KLT is signal content dependent. The KLT transform matrix is derived based on the inter-channel statistical attributes of a multichannel programme. Since the inter-channel statistical attributes vary significantly for different programme, the signal-sensitivity ensures KLT achieve better audio quality than fixed-matrix transform in the context of HBL [P3]. The inter-channel statistical attributes also vary over time. In this work, an Audio Library consists of 140 multichannel audio excerpts was used. These excerpts were collected from more than fifty tracks and their time duration varied from 3s to 41s. The short-term KLT matrix of these excerpts were analysed using a novel visualisation technique.

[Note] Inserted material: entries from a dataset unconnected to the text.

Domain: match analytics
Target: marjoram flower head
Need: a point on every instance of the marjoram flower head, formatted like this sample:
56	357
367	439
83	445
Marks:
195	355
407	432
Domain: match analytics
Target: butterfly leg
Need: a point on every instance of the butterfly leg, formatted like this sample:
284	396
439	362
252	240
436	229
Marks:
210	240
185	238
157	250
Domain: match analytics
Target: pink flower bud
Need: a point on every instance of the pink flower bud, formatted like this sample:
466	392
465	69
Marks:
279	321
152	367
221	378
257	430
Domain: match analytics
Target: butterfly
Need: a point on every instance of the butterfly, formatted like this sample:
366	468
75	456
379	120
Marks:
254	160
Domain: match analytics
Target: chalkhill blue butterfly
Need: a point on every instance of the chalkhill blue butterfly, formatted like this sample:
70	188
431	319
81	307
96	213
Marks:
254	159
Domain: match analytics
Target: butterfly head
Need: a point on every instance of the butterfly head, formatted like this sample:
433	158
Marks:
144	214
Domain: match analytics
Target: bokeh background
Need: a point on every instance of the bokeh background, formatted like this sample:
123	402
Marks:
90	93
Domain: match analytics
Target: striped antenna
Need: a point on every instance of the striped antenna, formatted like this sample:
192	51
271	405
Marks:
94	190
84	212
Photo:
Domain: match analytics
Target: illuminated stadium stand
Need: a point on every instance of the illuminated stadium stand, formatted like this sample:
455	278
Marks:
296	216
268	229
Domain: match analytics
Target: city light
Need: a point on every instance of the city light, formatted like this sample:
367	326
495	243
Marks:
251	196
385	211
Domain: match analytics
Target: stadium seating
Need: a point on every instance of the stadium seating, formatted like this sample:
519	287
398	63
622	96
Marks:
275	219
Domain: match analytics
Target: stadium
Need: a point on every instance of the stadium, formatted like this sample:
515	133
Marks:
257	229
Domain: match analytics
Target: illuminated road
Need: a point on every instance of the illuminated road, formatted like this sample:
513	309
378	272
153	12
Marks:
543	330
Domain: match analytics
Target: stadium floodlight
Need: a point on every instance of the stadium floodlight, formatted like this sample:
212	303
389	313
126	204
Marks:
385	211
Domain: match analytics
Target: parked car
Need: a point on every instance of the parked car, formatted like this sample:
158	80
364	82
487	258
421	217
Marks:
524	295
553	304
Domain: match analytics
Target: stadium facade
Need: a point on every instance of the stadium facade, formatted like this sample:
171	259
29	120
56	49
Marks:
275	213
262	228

It was found that in many excerpts, even in very short excerpts, the KLT matrix varied considerably over time, see examples in Figure 1.

Figure 1: Adaptive-KLT matrix coefficients analysis

This originated an idea that the KLT matrix should be updated adaptively over time in KLT-based HBL. However, the following questions needed to be answered:

1. How frequently should the KLT matrix be updated?

2. What kinds of perceptual effects would adaptive KLT cause?

In order to answer these questions, a series of listening tests was carried out. The first listening test aimed to compare the global audio quality degradation, in term of Basic Audio Quality (BAQ), caused by non-adaptive KLT and adaptive-KLT-based HBL. For adaptive KLT, the time window length varied from 2ms to 2000ms. The results showed that: for the adaptive KLT, when the adaptation rate increases, the BAQ score tends to decrease. The adaptive KLT processing resulted in better audio quality compared with non-adaptive KLT, see Figure 2.

Figure 2: Basic Audio Quality for different processing

However, the adaptive KLT process introduced some other artefacts, which are related to the adaptation rate. When the adaptation rate was relatively slow, dynamic spatial distortion was perceived in the form of moving image and sources. When the adaptation rate was very high, timbral distortions were predominant, see Figure 3.

Figure 3: Perceptual attributes for different processing

This work is reported in detail in [P4].